Review: The Haunting of Hill House by Shirley Jackson (Spoiler-Free)
Don't do it, Eleanor told the little girl; insist on your cup of stars; once they have trapped you into being like everyone else you will never see your cup of stars again; don't do it; and the little girl glanced at her, and smiled a little subtle, dimpling, wholly comprehending smile, and shook her head stubbornly at the glass. Brave girl, Eleanor thought; wise, brave girl.
I'm glad I went into this with the right expectations. I've never seen the show, but I know some people who watched that first were very confused by how different the book is. Based on what I've heard about the book, I assumed it would be something similar to The Turn of the Screw by Henry James—an ambiguous novel whose horrors are more concerned with psychology than literal monsters.
Had I read this book more slowly, I think I would have gotten even more out of it. I still very much enjoyed it, but I'd definitely be interested in reading it again in the future in shorter bursts so I could really study each scene.
The prose itself is what makes this book haunting.

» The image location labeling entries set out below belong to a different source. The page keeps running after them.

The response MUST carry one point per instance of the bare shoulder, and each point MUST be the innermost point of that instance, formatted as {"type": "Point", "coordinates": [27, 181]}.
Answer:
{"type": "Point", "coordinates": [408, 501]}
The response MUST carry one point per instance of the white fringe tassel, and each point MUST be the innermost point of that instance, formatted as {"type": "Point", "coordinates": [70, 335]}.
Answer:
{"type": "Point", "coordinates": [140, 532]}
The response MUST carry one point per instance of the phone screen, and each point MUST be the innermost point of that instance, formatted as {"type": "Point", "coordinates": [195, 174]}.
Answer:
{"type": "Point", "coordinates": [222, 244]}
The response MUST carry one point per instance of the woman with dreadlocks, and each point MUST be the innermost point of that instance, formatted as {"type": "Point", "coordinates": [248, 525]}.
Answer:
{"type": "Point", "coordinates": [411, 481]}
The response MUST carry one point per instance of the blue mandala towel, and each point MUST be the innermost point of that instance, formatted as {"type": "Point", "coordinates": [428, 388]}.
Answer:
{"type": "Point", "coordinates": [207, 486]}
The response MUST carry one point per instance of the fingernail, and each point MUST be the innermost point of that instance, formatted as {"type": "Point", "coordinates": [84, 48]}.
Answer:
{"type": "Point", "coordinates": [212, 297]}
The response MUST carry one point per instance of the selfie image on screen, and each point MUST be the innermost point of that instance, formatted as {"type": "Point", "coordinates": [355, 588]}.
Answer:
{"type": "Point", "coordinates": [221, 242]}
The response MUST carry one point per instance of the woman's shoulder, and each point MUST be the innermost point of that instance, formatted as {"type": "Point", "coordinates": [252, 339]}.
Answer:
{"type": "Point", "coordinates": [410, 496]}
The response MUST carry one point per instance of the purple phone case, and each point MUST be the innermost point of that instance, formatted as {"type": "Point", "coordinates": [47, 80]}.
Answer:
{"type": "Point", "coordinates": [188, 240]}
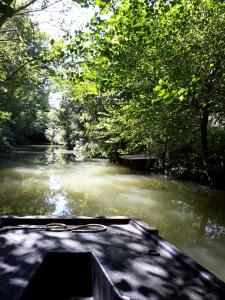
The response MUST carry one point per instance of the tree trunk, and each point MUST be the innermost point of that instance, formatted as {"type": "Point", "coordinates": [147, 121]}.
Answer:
{"type": "Point", "coordinates": [204, 141]}
{"type": "Point", "coordinates": [204, 134]}
{"type": "Point", "coordinates": [3, 18]}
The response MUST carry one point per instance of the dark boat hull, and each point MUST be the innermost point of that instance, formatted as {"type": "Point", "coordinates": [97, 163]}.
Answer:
{"type": "Point", "coordinates": [131, 260]}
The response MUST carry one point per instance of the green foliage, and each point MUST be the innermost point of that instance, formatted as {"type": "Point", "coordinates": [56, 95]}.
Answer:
{"type": "Point", "coordinates": [23, 81]}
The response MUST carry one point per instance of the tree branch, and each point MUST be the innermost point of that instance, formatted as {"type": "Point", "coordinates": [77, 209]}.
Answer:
{"type": "Point", "coordinates": [17, 70]}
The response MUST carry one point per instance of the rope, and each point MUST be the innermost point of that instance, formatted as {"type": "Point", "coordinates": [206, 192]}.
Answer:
{"type": "Point", "coordinates": [60, 227]}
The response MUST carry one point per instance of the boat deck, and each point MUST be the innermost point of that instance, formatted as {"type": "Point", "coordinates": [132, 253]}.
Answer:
{"type": "Point", "coordinates": [140, 264]}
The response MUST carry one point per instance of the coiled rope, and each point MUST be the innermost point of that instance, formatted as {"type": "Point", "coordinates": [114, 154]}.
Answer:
{"type": "Point", "coordinates": [60, 227]}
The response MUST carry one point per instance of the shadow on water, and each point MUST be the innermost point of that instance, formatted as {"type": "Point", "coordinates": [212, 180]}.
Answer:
{"type": "Point", "coordinates": [49, 181]}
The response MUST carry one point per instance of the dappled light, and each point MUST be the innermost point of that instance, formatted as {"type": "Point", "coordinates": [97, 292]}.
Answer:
{"type": "Point", "coordinates": [108, 108]}
{"type": "Point", "coordinates": [180, 210]}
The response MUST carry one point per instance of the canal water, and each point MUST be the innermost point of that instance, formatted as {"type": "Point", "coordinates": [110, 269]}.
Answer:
{"type": "Point", "coordinates": [49, 181]}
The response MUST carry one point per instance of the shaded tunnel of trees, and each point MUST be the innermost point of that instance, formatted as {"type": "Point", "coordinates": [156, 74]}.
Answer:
{"type": "Point", "coordinates": [141, 77]}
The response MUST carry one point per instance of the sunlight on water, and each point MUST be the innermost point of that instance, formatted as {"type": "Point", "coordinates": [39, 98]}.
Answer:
{"type": "Point", "coordinates": [39, 181]}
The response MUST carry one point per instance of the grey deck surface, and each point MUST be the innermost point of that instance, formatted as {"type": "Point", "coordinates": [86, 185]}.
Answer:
{"type": "Point", "coordinates": [123, 252]}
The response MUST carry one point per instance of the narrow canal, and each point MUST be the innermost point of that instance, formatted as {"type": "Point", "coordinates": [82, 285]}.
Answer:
{"type": "Point", "coordinates": [49, 181]}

The events that occur, though unsettling, aren't anything you haven't seen. But the way Jackson writes, the way she sprinkles in little tantalizing thoughts, little dastardly strings of dialogue, that's what leeches into your head while reading.
I'm now quite curious about the show and about reading more from Jackson. I think next on my TBR from her will be We've Always Lived In the Castle which I've heard from many is even better than this one.